Une distinction éclairante et importante
L’archevêque de San Francisco, Salvatore J. Cardileone, rapportait il y a quelques jours que lors de leur visite ad limina en janvier dernier, le sujet avait été abordé avec le pape. « Le Saint-Père faisait une distinction claire entre un arrangement civil qui accorde un bénéfice entre deux personnes, et le mariage. »
L’archevêque précise alors : « une union civile de cette sorte (qui n’est pas égale au mariage) doit être aussi inclusive que possible et ne pas être restreinte à deux personnes du même sexe dans une relation sexuelle présumée. Il n’y a aucune raison, par exemple, pour qu’un frère et une sœur, tous deux non mariés et qui se supportent l’un l’autre, n’aient pas accès à ce genre de bénéfices. » Notons que l’archevêque est considéré comme un ultraconservateur dans son pays !
(C’est d’ailleurs ce genre de politique que son prédécesseur, le cardinal Levada, ancien préfet à la CDF, avait mise en place pour les employés de l’archidiocèse, afin d’éviter d’être forcé d’adopter une loi approuvant le mariage entre personnes du même sexe.)

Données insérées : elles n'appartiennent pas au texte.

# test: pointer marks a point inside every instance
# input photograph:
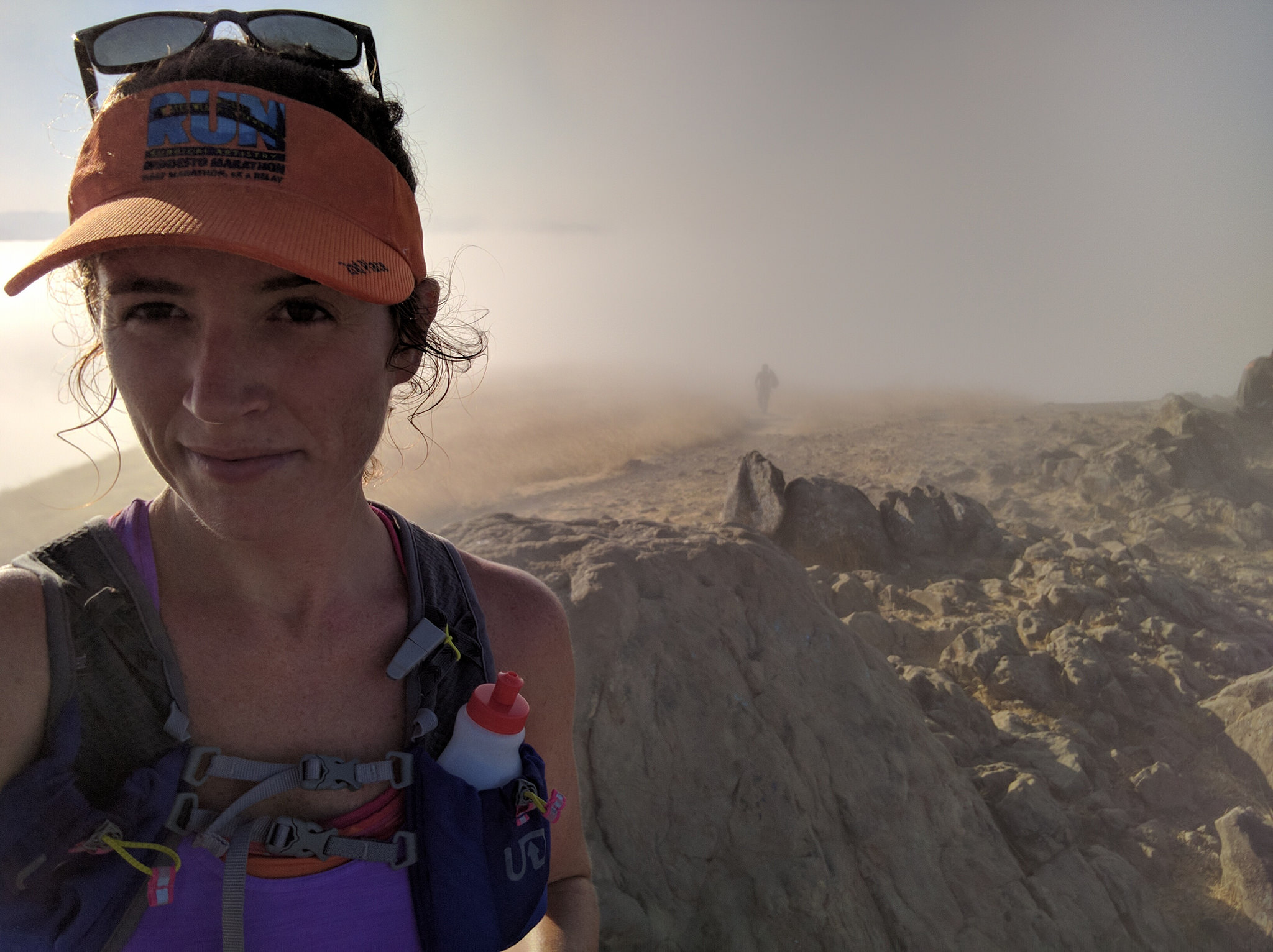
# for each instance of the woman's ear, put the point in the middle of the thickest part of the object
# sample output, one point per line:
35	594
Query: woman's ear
427	296
407	362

Dans cette ère médiatique où chaque média se bat pour obtenir une nouvelle avant les autres et tente de sortir du lot par un titre et une histoire sensationnalistes, il est difficile de prendre du recul et d’examiner un dossier en profondeur.
Ce que veut le pape
Le pape n’exerce pas son autorité et ne délivre pas d’enseignement officiel lorsqu’il donne une entrevue relayée dans un documentaire. Or, il n’y a rien d’hétérodoxe non plus dans les propos du pape et il se pourrait bien qu’ils entrainent un changement dans les recommandations prudentielles de l’Église. De telles recommandations ne viennent pas atténuer l’enseignement de l’Église, mais cherchent comment l’apporter et l’appliquer dans un monde en constante évolution. Ce que le pape a en tête est le bien de la personne ayant un attrait pour le même sexe et le fait que l’état doit protéger les droits de cette personne et quiconque aime ou est aimé de cette personne, et quiconque vit avec cette personne, que cette union soit reconnue ou non par l’Église.

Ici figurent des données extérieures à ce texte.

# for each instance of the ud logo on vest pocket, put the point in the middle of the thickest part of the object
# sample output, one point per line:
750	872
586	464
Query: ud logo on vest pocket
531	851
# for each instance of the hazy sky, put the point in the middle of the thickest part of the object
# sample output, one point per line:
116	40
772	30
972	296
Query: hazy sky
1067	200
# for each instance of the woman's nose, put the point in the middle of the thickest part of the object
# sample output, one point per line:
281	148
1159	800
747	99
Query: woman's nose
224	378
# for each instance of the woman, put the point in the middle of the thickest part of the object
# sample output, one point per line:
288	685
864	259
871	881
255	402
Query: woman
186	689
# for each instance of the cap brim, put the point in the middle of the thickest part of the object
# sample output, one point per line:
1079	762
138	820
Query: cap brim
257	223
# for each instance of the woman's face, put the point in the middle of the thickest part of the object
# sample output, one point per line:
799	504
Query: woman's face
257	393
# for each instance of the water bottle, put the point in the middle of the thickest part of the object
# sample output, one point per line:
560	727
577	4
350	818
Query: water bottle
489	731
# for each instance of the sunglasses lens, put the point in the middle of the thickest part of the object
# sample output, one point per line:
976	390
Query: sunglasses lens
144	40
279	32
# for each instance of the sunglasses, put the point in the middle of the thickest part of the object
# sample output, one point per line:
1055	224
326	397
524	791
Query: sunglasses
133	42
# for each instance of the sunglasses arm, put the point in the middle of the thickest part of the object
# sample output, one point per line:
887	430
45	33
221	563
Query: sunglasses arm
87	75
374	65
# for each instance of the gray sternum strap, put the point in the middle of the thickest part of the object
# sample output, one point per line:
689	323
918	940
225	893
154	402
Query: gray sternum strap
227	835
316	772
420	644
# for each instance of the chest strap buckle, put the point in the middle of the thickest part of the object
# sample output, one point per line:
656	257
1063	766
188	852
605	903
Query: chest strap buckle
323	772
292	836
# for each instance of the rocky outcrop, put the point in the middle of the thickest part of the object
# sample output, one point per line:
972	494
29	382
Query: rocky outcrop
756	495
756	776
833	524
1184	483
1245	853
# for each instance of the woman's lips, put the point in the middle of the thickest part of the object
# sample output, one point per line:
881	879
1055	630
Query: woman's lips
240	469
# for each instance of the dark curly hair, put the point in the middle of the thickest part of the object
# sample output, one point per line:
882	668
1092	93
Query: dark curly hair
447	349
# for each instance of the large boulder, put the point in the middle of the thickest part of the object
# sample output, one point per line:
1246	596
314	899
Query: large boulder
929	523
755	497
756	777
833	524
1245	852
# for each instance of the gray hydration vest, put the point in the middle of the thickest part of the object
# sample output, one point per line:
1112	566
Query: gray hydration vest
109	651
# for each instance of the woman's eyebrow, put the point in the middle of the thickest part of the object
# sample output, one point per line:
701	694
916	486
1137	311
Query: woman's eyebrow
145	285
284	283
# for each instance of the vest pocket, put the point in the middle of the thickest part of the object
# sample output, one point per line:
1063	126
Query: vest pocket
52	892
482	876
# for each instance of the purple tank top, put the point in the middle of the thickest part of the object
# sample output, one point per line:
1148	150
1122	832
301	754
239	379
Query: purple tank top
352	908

Comme le remarque l’archevêque de Saint Paul et Minneapolis, Bernard A. Hebda : « Si l’enseignement de l’Église sur le mariage est clair et irréformable, la conversation doit continuer à savoir quelles sont les meilleures façons de révérer la dignité de ceux qui sont dans des relations de même sexe afin qu’ils ne soient pas sujets à des discriminations injustes. »

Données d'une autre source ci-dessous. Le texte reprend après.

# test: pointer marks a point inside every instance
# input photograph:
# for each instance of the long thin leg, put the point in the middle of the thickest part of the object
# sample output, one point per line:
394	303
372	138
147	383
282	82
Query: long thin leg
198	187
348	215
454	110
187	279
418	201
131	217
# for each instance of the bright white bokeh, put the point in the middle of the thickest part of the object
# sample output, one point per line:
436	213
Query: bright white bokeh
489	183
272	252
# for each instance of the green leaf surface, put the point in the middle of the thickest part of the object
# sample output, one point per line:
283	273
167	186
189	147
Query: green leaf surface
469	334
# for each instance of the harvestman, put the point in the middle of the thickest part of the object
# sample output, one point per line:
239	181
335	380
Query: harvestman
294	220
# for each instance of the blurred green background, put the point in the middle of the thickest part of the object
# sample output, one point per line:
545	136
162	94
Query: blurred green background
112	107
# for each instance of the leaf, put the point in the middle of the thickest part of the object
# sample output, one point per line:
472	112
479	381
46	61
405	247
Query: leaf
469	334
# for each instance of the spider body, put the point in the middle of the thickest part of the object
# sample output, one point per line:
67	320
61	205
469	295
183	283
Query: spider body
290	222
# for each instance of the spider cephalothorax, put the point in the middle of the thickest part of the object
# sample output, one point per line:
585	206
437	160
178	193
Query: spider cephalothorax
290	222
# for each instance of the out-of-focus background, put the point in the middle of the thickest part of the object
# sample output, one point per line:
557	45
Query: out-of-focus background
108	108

Tout cela nous indique, et c’est ma conclusion personnelle, qu’il faut prier davantage. Ce genre de crise est un appel à tous les chrétiens à prier et à laisser l’Esprit-Saint guider son Église. N’oublions pas que Jésus lui-même a créé la division parmi les gens les plus croyants, et n’a pas toujours été compris des hommes de loi et des chefs religieux.